Oltre ai componenti base sopradescritti, venivano impiegate, però, anche delle aggiunte minerali per conferire alla superficie suggestivi effetti cromatici, per modificare i tempi di presa delle malte o per incrementare la loro durabilità. Queste aggiunte minerali comprendevano pigmenti, pozzolana, gesso.

I pigmenti minerali, derivanti da terreni naturali colorati o da vetro macinato artificialmente, erano utilizzati nella miscela dello strato superficiale oppure, in forma di pittura liquida, per decorare la superficie dello stucco fresco o asciutto: nel caso di pittura a fresco i pigmenti venivano dispersi in un’emulsione di acqua e sapone, nella pittura dello stucco asciutto, in olio di trementina.

La pozzolana naturale (importata dall’isola greca di Santorini) o, più spesso, artificiale - cocciopesto - veniva sempre introdotta negli strati interni per favorire la formazione di un materiale capace di resistere all’attacco dell’acqua di mare in risalita capillare.

Il gesso fungeva da accelerante di presa e di indurimento, specialmente nella produzione dello stuccoforte per decori in alto-rilievo e veniva impiegato in misura di qualche manciata per secchio di malta.

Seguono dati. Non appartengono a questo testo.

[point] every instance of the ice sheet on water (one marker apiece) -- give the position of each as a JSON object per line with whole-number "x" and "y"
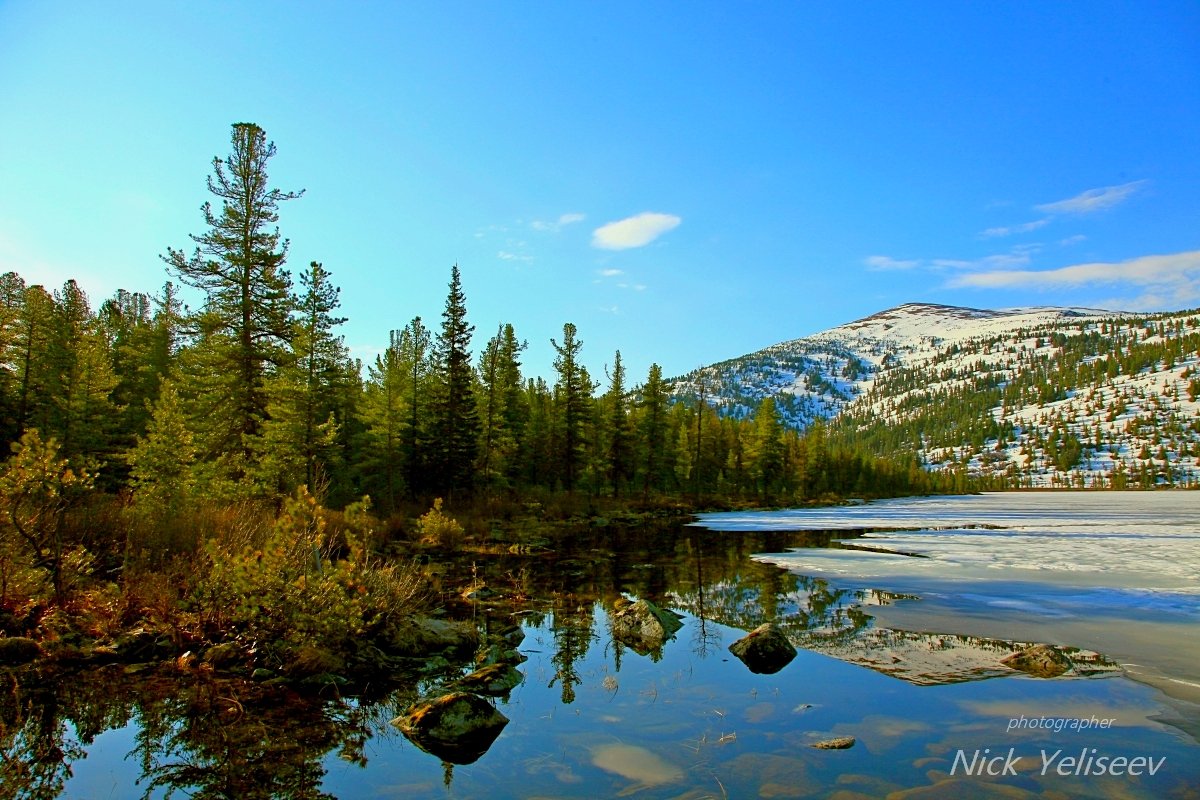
{"x": 1126, "y": 540}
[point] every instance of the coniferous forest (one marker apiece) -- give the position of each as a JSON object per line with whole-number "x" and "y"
{"x": 229, "y": 469}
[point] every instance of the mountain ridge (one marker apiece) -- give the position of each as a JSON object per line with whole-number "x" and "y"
{"x": 1032, "y": 390}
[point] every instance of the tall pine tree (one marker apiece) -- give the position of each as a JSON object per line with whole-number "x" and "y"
{"x": 246, "y": 320}
{"x": 455, "y": 415}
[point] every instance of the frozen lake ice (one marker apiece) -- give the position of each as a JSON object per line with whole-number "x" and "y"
{"x": 1117, "y": 572}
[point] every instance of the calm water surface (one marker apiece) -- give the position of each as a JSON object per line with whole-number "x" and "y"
{"x": 922, "y": 692}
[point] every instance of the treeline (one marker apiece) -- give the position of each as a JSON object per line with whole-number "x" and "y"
{"x": 253, "y": 394}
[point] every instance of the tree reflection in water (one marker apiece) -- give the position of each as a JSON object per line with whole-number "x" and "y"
{"x": 208, "y": 737}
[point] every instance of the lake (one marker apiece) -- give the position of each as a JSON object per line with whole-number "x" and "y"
{"x": 901, "y": 612}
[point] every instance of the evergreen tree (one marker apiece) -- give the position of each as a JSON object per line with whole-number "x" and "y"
{"x": 81, "y": 378}
{"x": 31, "y": 361}
{"x": 384, "y": 414}
{"x": 618, "y": 429}
{"x": 454, "y": 411}
{"x": 501, "y": 414}
{"x": 414, "y": 356}
{"x": 300, "y": 433}
{"x": 238, "y": 263}
{"x": 573, "y": 400}
{"x": 12, "y": 301}
{"x": 654, "y": 432}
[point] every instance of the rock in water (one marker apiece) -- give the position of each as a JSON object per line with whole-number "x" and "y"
{"x": 643, "y": 626}
{"x": 493, "y": 679}
{"x": 765, "y": 650}
{"x": 457, "y": 727}
{"x": 840, "y": 743}
{"x": 1041, "y": 660}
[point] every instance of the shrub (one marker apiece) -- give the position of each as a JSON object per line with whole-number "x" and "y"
{"x": 437, "y": 528}
{"x": 293, "y": 594}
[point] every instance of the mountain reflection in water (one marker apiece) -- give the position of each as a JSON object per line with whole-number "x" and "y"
{"x": 592, "y": 719}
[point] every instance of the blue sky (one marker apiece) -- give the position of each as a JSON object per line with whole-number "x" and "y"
{"x": 684, "y": 182}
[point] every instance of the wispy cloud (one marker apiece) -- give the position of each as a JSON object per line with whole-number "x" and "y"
{"x": 1019, "y": 256}
{"x": 1093, "y": 199}
{"x": 1024, "y": 228}
{"x": 1167, "y": 280}
{"x": 557, "y": 224}
{"x": 886, "y": 263}
{"x": 634, "y": 232}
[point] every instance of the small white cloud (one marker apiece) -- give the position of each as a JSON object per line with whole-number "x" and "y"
{"x": 634, "y": 232}
{"x": 1024, "y": 228}
{"x": 1174, "y": 276}
{"x": 1017, "y": 257}
{"x": 1093, "y": 199}
{"x": 886, "y": 263}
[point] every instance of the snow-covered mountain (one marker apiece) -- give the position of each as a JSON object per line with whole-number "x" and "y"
{"x": 1044, "y": 396}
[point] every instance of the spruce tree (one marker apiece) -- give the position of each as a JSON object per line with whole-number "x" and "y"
{"x": 653, "y": 429}
{"x": 239, "y": 263}
{"x": 499, "y": 373}
{"x": 454, "y": 411}
{"x": 573, "y": 401}
{"x": 300, "y": 433}
{"x": 619, "y": 456}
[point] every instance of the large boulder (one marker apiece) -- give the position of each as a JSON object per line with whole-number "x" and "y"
{"x": 643, "y": 626}
{"x": 763, "y": 650}
{"x": 457, "y": 727}
{"x": 1039, "y": 660}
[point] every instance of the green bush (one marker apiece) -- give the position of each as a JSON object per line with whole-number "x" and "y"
{"x": 303, "y": 589}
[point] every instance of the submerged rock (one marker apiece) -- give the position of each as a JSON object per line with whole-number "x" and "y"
{"x": 643, "y": 626}
{"x": 424, "y": 637}
{"x": 492, "y": 679}
{"x": 457, "y": 727}
{"x": 840, "y": 743}
{"x": 1041, "y": 660}
{"x": 765, "y": 650}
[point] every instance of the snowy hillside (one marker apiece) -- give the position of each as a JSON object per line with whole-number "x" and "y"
{"x": 1030, "y": 396}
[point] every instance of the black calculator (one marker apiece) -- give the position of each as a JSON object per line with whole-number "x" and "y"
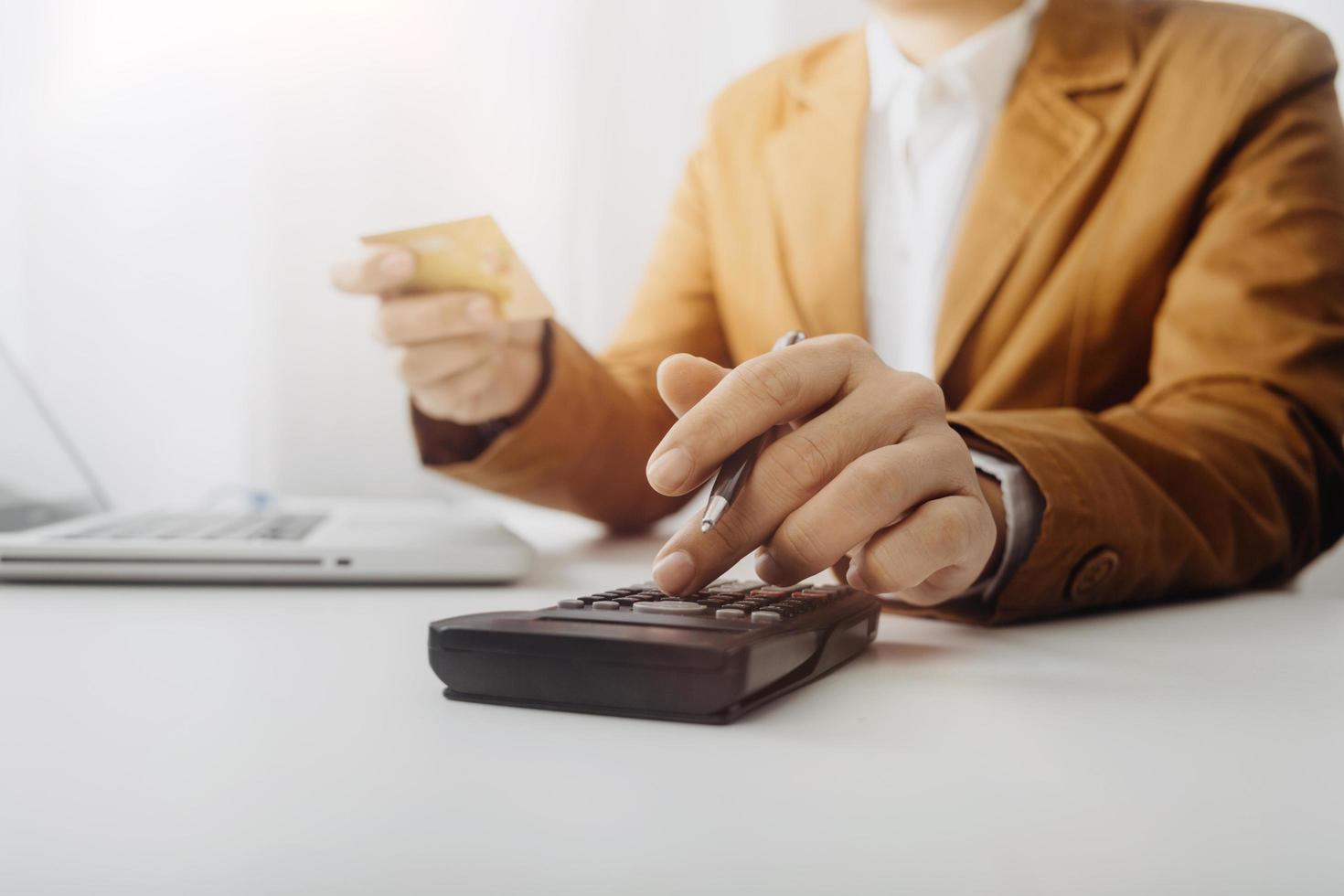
{"x": 636, "y": 652}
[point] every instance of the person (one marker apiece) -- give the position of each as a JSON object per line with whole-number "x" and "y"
{"x": 1072, "y": 274}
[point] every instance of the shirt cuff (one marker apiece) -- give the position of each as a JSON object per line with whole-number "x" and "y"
{"x": 1023, "y": 508}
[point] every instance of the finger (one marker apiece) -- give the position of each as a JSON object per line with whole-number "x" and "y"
{"x": 791, "y": 470}
{"x": 459, "y": 394}
{"x": 686, "y": 379}
{"x": 772, "y": 389}
{"x": 867, "y": 496}
{"x": 429, "y": 363}
{"x": 411, "y": 320}
{"x": 377, "y": 269}
{"x": 932, "y": 555}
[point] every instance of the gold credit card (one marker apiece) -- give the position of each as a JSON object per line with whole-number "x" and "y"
{"x": 469, "y": 254}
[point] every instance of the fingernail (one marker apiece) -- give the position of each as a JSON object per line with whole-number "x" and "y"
{"x": 669, "y": 470}
{"x": 768, "y": 570}
{"x": 674, "y": 572}
{"x": 398, "y": 265}
{"x": 480, "y": 309}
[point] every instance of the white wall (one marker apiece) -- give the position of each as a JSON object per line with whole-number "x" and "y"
{"x": 175, "y": 179}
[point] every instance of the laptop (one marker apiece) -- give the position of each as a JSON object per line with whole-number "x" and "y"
{"x": 57, "y": 524}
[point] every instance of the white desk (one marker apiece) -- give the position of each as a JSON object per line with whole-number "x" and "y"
{"x": 293, "y": 741}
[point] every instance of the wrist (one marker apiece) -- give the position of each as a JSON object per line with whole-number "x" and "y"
{"x": 994, "y": 495}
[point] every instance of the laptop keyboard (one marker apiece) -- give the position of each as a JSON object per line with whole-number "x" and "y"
{"x": 210, "y": 527}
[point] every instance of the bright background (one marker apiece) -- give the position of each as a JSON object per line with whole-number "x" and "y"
{"x": 175, "y": 179}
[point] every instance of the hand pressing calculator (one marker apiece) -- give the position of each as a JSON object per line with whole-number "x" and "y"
{"x": 636, "y": 652}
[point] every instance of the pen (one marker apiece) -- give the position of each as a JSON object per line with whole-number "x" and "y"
{"x": 737, "y": 468}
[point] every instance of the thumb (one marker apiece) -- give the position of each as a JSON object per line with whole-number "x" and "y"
{"x": 684, "y": 379}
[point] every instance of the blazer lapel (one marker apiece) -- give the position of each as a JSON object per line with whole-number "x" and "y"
{"x": 812, "y": 166}
{"x": 1040, "y": 139}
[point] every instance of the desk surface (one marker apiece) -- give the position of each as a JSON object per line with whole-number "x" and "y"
{"x": 293, "y": 741}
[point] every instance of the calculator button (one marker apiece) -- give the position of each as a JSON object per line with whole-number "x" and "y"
{"x": 677, "y": 607}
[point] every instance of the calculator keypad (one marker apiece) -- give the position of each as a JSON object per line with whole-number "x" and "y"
{"x": 735, "y": 601}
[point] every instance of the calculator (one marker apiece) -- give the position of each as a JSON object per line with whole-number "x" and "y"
{"x": 707, "y": 657}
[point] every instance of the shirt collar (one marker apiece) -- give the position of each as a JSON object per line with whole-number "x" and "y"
{"x": 986, "y": 63}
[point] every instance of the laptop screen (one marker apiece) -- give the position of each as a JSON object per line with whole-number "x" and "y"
{"x": 40, "y": 478}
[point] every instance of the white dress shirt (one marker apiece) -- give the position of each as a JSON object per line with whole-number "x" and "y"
{"x": 926, "y": 133}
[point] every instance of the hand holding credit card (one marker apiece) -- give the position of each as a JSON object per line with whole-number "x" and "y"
{"x": 469, "y": 254}
{"x": 461, "y": 314}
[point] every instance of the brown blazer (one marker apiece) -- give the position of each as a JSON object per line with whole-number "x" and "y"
{"x": 1146, "y": 308}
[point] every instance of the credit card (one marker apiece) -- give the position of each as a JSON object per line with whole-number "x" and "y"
{"x": 469, "y": 254}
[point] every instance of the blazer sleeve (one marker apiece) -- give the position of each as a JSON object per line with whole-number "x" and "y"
{"x": 583, "y": 446}
{"x": 1227, "y": 469}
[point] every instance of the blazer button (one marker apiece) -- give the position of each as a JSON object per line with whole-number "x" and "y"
{"x": 1092, "y": 572}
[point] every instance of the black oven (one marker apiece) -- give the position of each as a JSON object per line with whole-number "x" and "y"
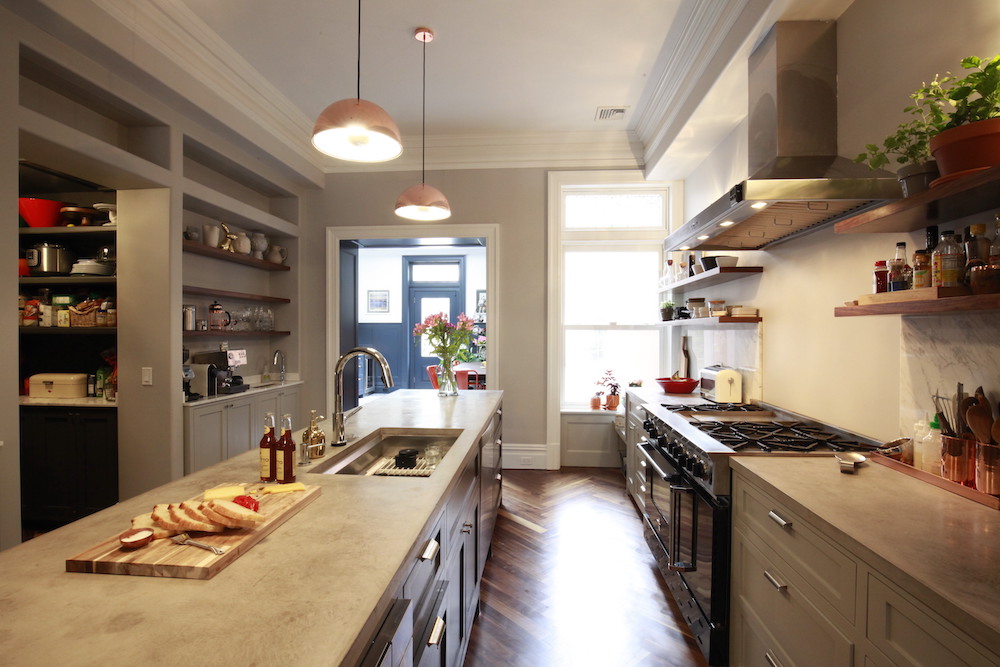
{"x": 688, "y": 532}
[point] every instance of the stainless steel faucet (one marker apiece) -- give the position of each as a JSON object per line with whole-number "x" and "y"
{"x": 278, "y": 354}
{"x": 339, "y": 436}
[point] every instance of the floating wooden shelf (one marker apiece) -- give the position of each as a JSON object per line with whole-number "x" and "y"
{"x": 66, "y": 331}
{"x": 224, "y": 294}
{"x": 235, "y": 334}
{"x": 201, "y": 249}
{"x": 711, "y": 321}
{"x": 960, "y": 198}
{"x": 716, "y": 276}
{"x": 940, "y": 306}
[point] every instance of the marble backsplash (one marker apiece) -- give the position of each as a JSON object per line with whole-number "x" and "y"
{"x": 937, "y": 352}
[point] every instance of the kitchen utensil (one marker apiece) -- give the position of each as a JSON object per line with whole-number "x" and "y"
{"x": 677, "y": 386}
{"x": 78, "y": 215}
{"x": 849, "y": 461}
{"x": 980, "y": 420}
{"x": 39, "y": 212}
{"x": 184, "y": 539}
{"x": 49, "y": 259}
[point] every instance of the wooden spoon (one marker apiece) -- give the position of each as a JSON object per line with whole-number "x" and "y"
{"x": 980, "y": 420}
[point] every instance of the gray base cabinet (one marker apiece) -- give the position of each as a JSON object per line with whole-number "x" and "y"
{"x": 221, "y": 429}
{"x": 800, "y": 599}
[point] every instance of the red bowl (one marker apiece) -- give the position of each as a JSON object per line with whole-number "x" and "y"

Lo strato superficiale era caratterizzato, inoltre, da un’ulteriore aggiunta di sostanze naturali. L’olio di lino crudo veniva impiegato sia per incrementare la plasticità della miscela e per prolungare il tempo di presa, sia per diminuire la porosità aperta della superficie, riducendo così il rischio di fessurazione per ritiro idrometrico. Un trattamento superficiale con una miscela di acqua, calce e sapone conferiva al marmorino la sua caratteristica di impermeabilità senza, però, impedire la rapida diffusione di vapore dall’interno della muratura verso l’esterno. La lucidatura finale con cere vegetali o animali diluite in trementina, permetteva di ottenere una maggiore brillantezza, così come accade in una pietra di marmo lucidata. La tecnica dello stucco veneziano consentiva, quindi, di ottenere un prodotto finale di elevato valore artistico grazie all'irregolarità, alla versatilità e alla lucentezza dei decori; d’altra parte, l’elevata resistenza ed impermeabilità all’acqua proveniente dall’esterno, accompagnate da una buona diffusione del vapore derivante dall’acqua di risalita capillare, garantivano la durabilità del manufatto.